The attitude of Burke in this changed situation could not be to the Ministry a matter of indifference. He had swayed public opinion towards the war: he had strenuously supported it: and though now broken by sorrow and disease, no longer in Parliament, and living in strict retirement at Beaconsfield, he had given striking proof that the power of his pen had not abated. The failure of the Hastings prosecution had bitterly disappointed him: and after the acquittal, he ceased for a time to busy himself with public affairs, not even, as he declared to a correspondent, reading a newspaper for months together. A personal attack roused him: and his famous 'Letter to a Noble Lord,' which had surprised the world by its fiery and bitter eloquence, indicated that he was still a prominent man in the country. Lord Auckland, though never an intimate friend, and never until lately even a political ally, addressed to him a respectful letter, accompanying it with a copy of the October pamphlet. He preserved Burke's reply: and on the publication of Burke's posthumous works many years afterwards he supplied a copy of it for insertion among them.
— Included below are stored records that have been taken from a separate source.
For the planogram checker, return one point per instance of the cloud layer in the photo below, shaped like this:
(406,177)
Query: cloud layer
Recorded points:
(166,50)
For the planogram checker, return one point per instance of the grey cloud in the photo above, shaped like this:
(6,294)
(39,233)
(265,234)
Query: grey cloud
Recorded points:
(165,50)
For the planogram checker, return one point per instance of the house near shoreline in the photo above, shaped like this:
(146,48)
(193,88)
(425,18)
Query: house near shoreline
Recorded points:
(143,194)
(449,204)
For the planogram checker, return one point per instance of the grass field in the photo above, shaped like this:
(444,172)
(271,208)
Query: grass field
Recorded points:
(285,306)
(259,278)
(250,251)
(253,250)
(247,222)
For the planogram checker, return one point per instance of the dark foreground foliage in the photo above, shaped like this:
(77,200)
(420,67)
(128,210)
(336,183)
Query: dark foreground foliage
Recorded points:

Burke's letter breathed no gust of passion at finding that the Ministry had at length deliberately abandoned that policy which had tempted him from his life-long allegiance. He employed to express what he felt no stronger terms than grief, dismay, and dejection. But he declared that the policy of Fox and Lansdowne, now advisedly embraced by the Ministry, could lead to nothing but ruin, utter and irretrievable. He declared that in that ruin would be involved not only the Ministry, but the Crown, the succession, the importance, the independence, the very existence, of the country. These expressions, however, were private. Burke still hoped that the Ministry had not come to their final decision. He still hoped that the English people would hesitate before casting in their lot with Jacobinism, and thus taking the first step in that downward path which in his belief led to national ruin.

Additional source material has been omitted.